Chapter 3: From Transmission and Influence to Dialogue and Understanding: Rooting International Curriculum Work in Democratic Ethics
-
Published:2012
E. Doyle Stevick, 2012. "From Transmission and Influence to Dialogue and Understanding: Rooting International Curriculum Work in Democratic Ethics", Ethics and International Curriculum Work: The Challenges of Culture and Context, Terrence C. Mason, Robert J. Helfenbein
Download citation file:
International Curriculum Work (ICW) of necessity has a pragmatic orientation, solving pressing problems on limited budgets, under tight time constraints, often amidst great logistical hurdles, piles of documentation, and financial reporting. The work lends itself to efficiency, and practical knowledge about how to conduct such work effectively is highly valued. The circumstances of ICW typically do not leave much time for reflection on the process itself. The opportunity to shift to a focus on ethics and how such work should be conducted is quite welcome.
The shift from pragmatic concerns to ethical ones, however, can be made at a surface level of practice, or at a deep level that engages theory and epistemology as well. Though a chapter of this length cannot do justice to the underlying theoretical and epistemological issues that relate to ICW work, it nevertheless hopes to initiate exploration of some of the deeper levels by shifting our attention both to the cross-cultural relationships that are at the core of ICW, and in particular, to the issues related to understanding that are essential to ethical conduct of ICW partnerships.
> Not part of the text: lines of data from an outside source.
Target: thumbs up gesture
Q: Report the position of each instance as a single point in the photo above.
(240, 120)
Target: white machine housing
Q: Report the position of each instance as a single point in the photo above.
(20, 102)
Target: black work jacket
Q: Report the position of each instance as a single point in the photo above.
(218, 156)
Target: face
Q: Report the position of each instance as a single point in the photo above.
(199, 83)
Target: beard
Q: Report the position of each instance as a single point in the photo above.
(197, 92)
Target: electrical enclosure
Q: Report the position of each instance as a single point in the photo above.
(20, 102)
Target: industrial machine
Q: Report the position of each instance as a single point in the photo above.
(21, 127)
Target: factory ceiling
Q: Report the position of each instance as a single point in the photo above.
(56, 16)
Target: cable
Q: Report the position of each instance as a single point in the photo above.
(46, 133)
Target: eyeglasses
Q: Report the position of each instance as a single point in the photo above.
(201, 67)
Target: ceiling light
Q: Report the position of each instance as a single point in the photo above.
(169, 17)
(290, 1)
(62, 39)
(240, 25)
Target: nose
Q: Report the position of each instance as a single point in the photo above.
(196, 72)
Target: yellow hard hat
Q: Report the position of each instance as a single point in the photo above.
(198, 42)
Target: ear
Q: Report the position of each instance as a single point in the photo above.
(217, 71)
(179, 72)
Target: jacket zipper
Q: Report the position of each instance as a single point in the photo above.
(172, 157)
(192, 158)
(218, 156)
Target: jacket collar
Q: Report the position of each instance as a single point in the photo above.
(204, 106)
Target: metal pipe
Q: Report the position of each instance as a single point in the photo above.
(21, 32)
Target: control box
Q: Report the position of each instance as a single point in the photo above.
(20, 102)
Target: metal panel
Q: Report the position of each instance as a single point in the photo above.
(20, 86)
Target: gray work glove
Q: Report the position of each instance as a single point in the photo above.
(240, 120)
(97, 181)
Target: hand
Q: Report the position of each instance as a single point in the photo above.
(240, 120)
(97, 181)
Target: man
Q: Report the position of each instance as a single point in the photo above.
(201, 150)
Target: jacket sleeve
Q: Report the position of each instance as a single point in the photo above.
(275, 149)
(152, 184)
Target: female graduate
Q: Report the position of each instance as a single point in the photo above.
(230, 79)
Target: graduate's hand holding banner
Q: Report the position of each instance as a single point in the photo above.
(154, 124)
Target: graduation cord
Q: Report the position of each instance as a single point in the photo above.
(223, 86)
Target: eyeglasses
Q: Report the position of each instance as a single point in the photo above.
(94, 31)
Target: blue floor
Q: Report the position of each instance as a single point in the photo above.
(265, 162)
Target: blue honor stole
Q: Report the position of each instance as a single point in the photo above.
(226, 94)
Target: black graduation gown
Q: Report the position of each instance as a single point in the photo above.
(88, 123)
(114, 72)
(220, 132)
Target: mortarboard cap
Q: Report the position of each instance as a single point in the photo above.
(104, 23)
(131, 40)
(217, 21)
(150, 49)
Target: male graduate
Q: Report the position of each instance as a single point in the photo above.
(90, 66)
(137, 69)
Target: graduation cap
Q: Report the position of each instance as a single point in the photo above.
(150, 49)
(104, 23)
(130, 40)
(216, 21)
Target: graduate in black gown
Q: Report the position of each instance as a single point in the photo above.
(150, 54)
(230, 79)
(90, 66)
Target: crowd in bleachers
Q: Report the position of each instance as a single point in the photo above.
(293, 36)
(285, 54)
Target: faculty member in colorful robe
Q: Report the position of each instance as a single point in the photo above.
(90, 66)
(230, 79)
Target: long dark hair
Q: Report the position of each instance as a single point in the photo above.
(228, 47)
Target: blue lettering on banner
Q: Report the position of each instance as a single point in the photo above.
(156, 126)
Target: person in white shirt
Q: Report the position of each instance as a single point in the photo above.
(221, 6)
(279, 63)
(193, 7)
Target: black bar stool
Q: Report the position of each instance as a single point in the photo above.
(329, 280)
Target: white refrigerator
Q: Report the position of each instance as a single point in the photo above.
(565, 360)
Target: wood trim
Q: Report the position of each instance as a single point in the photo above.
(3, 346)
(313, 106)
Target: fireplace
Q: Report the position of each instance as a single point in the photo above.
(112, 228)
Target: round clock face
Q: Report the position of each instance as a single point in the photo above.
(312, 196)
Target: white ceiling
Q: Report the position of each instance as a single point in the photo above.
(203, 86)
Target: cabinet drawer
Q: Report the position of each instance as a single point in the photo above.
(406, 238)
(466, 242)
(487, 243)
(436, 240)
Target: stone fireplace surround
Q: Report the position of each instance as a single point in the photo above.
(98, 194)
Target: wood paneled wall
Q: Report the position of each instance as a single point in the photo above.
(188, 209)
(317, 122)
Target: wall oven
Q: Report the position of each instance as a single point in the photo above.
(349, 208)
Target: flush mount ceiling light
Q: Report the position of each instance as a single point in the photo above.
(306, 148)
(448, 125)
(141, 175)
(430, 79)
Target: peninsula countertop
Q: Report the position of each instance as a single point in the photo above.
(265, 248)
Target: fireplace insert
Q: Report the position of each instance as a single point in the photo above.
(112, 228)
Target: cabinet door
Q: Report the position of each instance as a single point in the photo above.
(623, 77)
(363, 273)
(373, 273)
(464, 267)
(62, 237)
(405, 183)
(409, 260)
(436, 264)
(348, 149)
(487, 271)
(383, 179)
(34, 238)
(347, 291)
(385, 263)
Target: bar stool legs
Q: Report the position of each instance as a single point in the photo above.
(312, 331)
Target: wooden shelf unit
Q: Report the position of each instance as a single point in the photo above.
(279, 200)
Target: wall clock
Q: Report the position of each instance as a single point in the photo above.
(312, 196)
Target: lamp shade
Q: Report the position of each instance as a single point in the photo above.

The chapter draws upon anthropological concepts and research to help people involved in ICW to reconceptualize the relationships in which they participate. Three specific aspects of these relationships draw our attention here: how resources may impinge on ICW relationships; how organizations and people involved in ICW are inevitably non-neutral and thus must be considered as advocates, with all the implications that the label carries; and how contextual and cultural factors complicate traditional notions of transferring an idea or practice across cultural contexts.